12ページの「行軍将棋」はよく遊びました。平成まで造られていたことには驚きましたが。
「ママレンジ」も画期的なおもちゃでした。昭和44年にアサヒ玩具から造られたもので、これも大ヒットしました。発売から1年で17万個を売り上げたのは凄いことです。
「人生ゲーム」はベストセラーのゲームです。改訂版がだされて平成の世まで残っているのは、元々のコンセプトがしっかりとしていたわけで、皆が知っているボード・ゲームです。
ガチャガチャ、スワン型オマル、カラーそーめん、クリスマス・ブーツ菓子、シャンプーハット、銭湯の下足札、バヤリースオレンジ、お子様ランチ、デパートの屋上、ラムネなど、筆者の思い出話を読みながら、当時の記憶が蘇ってきました。

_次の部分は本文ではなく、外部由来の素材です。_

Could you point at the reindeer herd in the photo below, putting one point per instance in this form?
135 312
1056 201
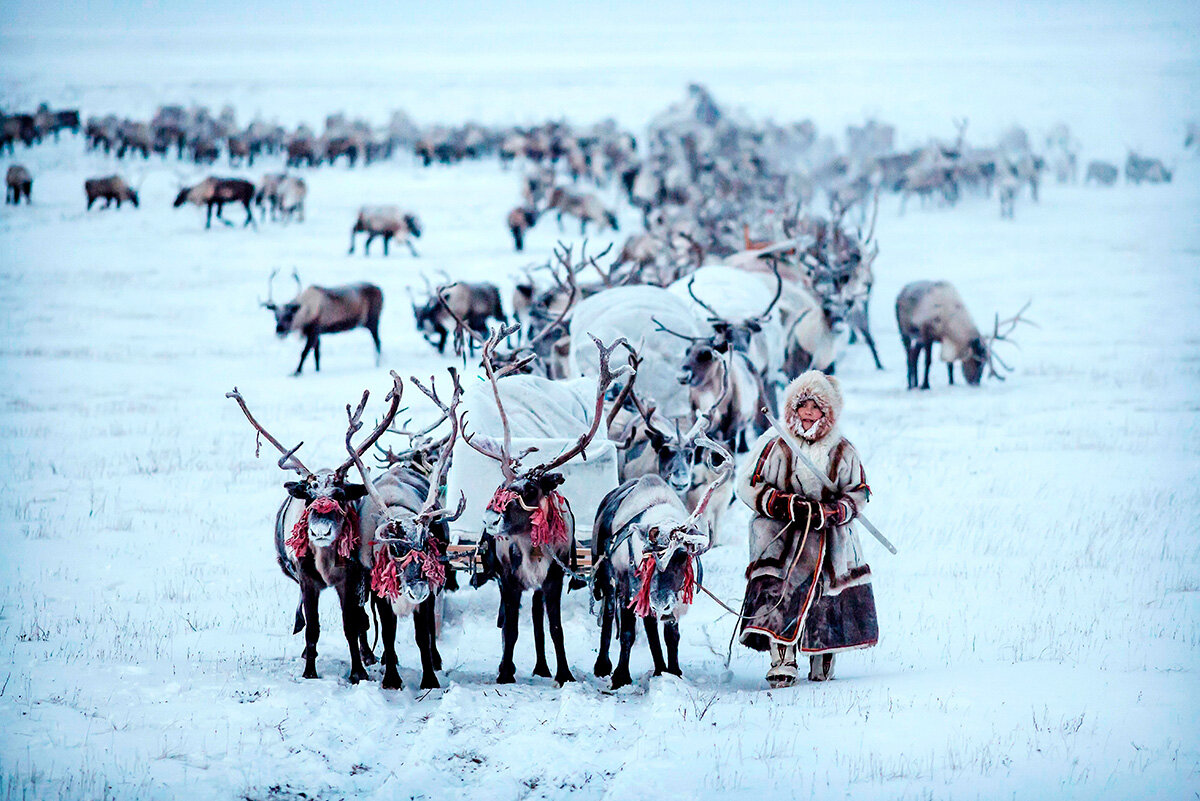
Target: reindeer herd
754 263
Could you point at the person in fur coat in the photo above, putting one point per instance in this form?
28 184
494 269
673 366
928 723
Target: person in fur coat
809 590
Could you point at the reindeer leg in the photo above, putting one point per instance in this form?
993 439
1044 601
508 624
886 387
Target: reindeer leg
510 603
671 632
607 612
553 591
424 628
307 347
627 633
652 638
391 679
310 595
539 634
351 612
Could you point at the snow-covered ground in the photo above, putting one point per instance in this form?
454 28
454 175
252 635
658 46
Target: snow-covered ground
1041 626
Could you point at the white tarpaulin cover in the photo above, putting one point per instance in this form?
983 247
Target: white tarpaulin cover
543 414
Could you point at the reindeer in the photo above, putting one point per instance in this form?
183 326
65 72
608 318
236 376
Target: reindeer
520 221
587 208
1103 173
387 222
291 196
18 182
403 541
462 306
646 548
528 528
317 540
112 187
1151 170
327 309
215 192
929 312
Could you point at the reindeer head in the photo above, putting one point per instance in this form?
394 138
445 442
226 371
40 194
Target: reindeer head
285 313
666 577
414 224
330 500
409 560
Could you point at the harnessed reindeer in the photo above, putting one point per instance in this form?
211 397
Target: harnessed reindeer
528 527
403 541
317 541
646 548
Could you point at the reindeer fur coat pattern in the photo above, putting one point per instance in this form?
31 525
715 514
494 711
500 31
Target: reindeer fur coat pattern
807 585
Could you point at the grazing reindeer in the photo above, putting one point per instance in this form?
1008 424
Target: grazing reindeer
529 525
520 221
929 312
317 540
462 306
327 309
403 542
586 208
216 192
646 548
112 187
1103 173
18 182
387 222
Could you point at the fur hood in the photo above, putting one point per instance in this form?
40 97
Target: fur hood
826 391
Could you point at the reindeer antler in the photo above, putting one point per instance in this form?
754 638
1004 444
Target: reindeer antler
505 455
603 381
996 336
394 396
430 511
288 461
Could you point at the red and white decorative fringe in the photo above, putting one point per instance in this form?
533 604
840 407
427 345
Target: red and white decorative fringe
641 602
347 540
546 521
385 572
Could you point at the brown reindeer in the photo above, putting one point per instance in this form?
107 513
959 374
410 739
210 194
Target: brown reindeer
18 182
111 187
385 222
327 309
317 538
215 192
929 312
528 528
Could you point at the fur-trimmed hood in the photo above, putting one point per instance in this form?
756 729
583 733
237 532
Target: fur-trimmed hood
826 391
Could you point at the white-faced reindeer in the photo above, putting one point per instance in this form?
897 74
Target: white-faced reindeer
723 380
327 309
317 541
585 208
929 312
387 222
402 528
646 548
528 528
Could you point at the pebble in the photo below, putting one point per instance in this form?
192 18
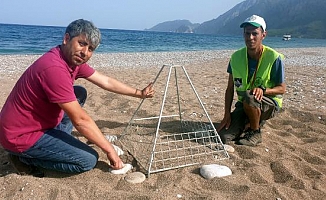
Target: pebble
213 170
228 148
118 150
135 177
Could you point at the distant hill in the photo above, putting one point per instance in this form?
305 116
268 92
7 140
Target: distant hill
300 18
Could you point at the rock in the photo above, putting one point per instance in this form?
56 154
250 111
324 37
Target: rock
228 148
123 170
118 150
135 177
214 170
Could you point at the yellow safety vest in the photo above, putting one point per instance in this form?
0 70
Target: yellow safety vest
239 65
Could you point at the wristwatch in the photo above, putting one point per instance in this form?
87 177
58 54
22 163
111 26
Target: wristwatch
263 88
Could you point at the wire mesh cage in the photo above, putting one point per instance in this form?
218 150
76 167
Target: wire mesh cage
173 129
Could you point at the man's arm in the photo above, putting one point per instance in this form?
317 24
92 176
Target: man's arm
118 87
87 127
229 94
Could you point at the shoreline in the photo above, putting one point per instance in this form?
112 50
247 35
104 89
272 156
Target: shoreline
290 163
312 56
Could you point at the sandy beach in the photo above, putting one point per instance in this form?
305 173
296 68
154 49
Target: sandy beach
290 163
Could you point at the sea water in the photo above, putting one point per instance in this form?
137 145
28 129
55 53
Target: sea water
30 39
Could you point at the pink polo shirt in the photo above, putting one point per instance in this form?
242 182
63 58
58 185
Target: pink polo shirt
32 106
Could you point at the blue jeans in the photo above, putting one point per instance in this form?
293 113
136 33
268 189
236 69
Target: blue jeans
58 150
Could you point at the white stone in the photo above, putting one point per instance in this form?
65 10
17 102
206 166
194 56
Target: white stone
135 177
118 150
228 148
213 170
123 170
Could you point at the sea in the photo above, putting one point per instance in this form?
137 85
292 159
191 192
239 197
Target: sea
32 39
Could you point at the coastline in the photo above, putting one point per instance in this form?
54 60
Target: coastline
289 164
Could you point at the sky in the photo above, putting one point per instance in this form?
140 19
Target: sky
111 14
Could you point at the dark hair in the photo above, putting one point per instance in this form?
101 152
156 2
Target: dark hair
82 26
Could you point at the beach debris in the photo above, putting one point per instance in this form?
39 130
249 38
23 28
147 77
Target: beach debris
135 177
118 150
123 170
111 138
228 148
213 170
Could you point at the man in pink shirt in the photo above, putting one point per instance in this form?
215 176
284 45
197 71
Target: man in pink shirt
37 119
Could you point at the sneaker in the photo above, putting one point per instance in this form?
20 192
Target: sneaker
251 138
24 169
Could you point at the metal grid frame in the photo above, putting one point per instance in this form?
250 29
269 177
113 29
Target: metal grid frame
163 141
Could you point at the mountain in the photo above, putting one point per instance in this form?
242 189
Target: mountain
300 18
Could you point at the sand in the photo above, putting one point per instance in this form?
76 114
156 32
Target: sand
290 163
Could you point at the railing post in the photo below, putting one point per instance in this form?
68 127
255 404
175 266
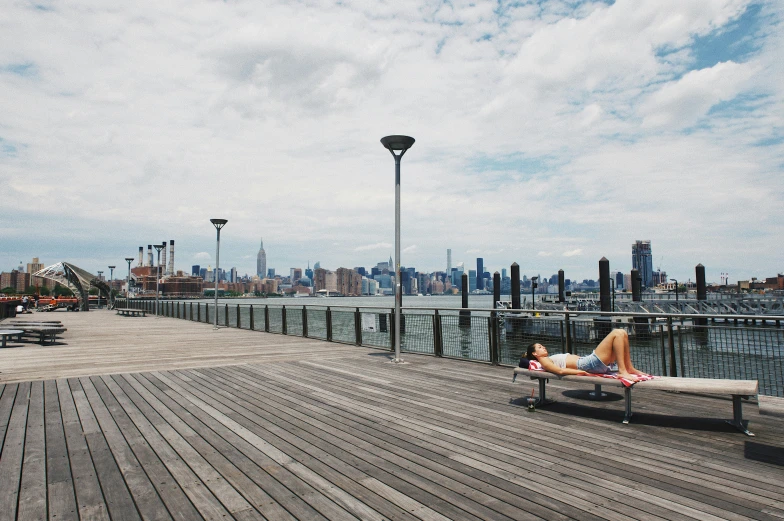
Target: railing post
490 342
438 341
671 341
329 324
495 351
357 328
392 319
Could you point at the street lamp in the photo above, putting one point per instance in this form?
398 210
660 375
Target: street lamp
218 223
128 285
100 273
612 285
158 248
399 143
533 292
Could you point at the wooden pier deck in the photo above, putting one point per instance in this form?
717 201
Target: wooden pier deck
145 418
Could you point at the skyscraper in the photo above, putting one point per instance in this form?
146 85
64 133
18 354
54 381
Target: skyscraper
642 261
261 261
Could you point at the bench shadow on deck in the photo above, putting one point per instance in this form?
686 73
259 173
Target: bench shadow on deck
348 435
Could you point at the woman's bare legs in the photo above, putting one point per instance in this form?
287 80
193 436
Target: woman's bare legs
615 348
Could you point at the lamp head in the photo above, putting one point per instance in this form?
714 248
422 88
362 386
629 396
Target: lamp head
219 223
402 143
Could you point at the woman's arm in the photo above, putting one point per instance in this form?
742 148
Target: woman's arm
549 366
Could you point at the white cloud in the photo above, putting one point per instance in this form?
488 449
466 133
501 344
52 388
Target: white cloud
684 101
373 247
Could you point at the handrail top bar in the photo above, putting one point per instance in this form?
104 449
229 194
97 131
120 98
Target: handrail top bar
538 311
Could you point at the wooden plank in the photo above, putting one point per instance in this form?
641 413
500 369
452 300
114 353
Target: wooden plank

昭和45年に開催された大阪万博の前後は、日本がいろいろな意味で動いていた時代ですから、子供市場にも画期的な商品が大量に投入されたことが分かります。親の世代の可処分所得も上がり、比較的高価なおもちゃも購入できるようになった事が、ヒットした要因に挙げられます。
「昭和40年代こそ、戦後の子ども文化の黄金期だったという見解をもっている」という筆者の考えに賛同します。
この手の本は、その時代を知っている世代でないと興味はないでしょうから、読む人は限られると思います。一時、懐かしさに浸れるのは嬉しいことでした。